The rating calculation is not heavy but the rating needs to be calculated for, potentially, 1,000s of items and doing that hourly via wp-cron will start to cause problems for sites with lots of content. Ignoring the impact on page load (wp-cron processes requests on page loads once a certain interval has been reached), at some point the script will reach a time limit. Setting up the site to use "plain ol' cron" will solve the page loading issue but not the timeout one.

Assuming that I have no control over the sites that this will run on, what's the best way to handle this rating calculation on a regular basis? A few things that came to mind:

  • Only calculate the rating for the most recent 1,000 posts, assuming that the rest won't be seen much. I don't like the idea of ignoring all old content, though.
  • Calculate the first, say, 100 or so, then only calculate the rating for older groups if those pages are loaded. This might be hard to get right, though, and lead to incorrect listing and ratings (which isn't a huge problem for older content but something I'd like to avoid)
  • Batch process 100 or so at regular intervals, keeping track of the last one processed. This would cycle through the whole body of content eventually.

Any other ideas? Thanks in advance!


Solution

  • Depending on the host, you're in for a potentially sticky situation. Let me outline a couple of ideal cases and you can pick/choose where you need to.

    Option 1

    Mirror the database first and use a secondary app (WordPress or otherwise) to do the calculations asynchronously against that DB mirror.

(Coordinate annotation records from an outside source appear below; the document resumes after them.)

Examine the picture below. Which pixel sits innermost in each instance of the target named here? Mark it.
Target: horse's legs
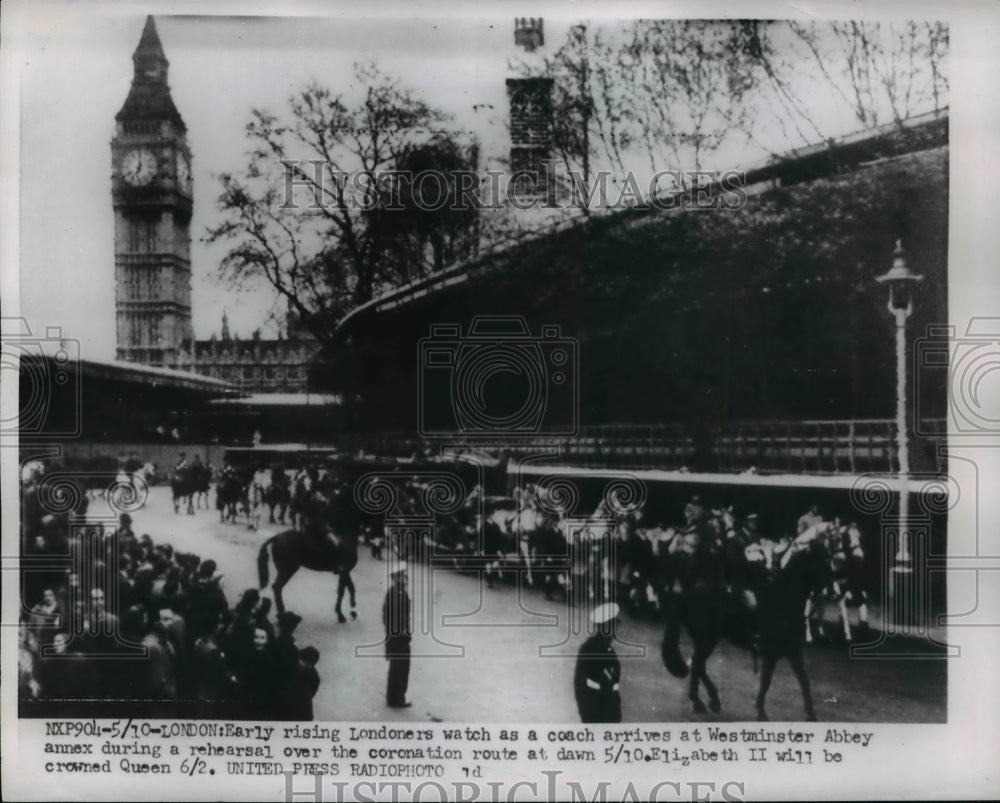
(799, 668)
(349, 583)
(714, 703)
(697, 673)
(283, 576)
(807, 619)
(770, 660)
(845, 618)
(341, 588)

When they're done, they can update a static file in the project root, write data to a shared Memcached instance, trigger a POST to WordPress' admin_post endpoint to write some internal state, whatever.

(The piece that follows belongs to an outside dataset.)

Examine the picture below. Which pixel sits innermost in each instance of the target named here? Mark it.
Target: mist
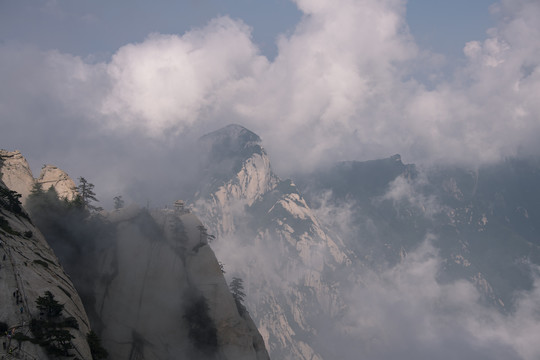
(336, 90)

    The idea here is that you're removing your active site from the equation. The last thing you want to do is have a costly cron job lock the live site's database or cause queries to slow down as it does its indexing.

    Option 2

    Offload the calculation entirely to a separate application. Tracking ratings in real time with WordPress is a poor idea as it bypasses page caching and triggers an uncachable request every time a new rating comes in. Pushing this off to a second server means your WordPress site is super fast, and it also means you can have the second server do the calculations for you in the first place.

    If you're already using something like Elastic Search on the site, you can add ratings as an added indexing facet. Then just update posts as ratings change, and use the ES API to query most popular posts later.

    Alternatively, you can use a hosted service like Keen IO to record and aggregate ratings.

    Option 3

    Still use cron, but don't schedule it as a cron job in WordPress. Instead, write a WP CLI routine that does the reindexing for you. Then, schedule real cron jobs to process the job.

    This has the advantage of using PHP's command line version, which can be configured to skip the timeouts and memory limits imposed on the FPM/CGI/whatever version used to serve the site. It also means you don't have to wait for site traffic to trigger the job - and a long-running job won't block other cron events within WordPress from firing.

    If using this process, I would set the job to run hourly and, each hour, run a batch of 1/24th of the total posts in the database. You can keep track of offsets or even processed post IDs in the database, the point is just that you're silently re-indexing posts throughout the day.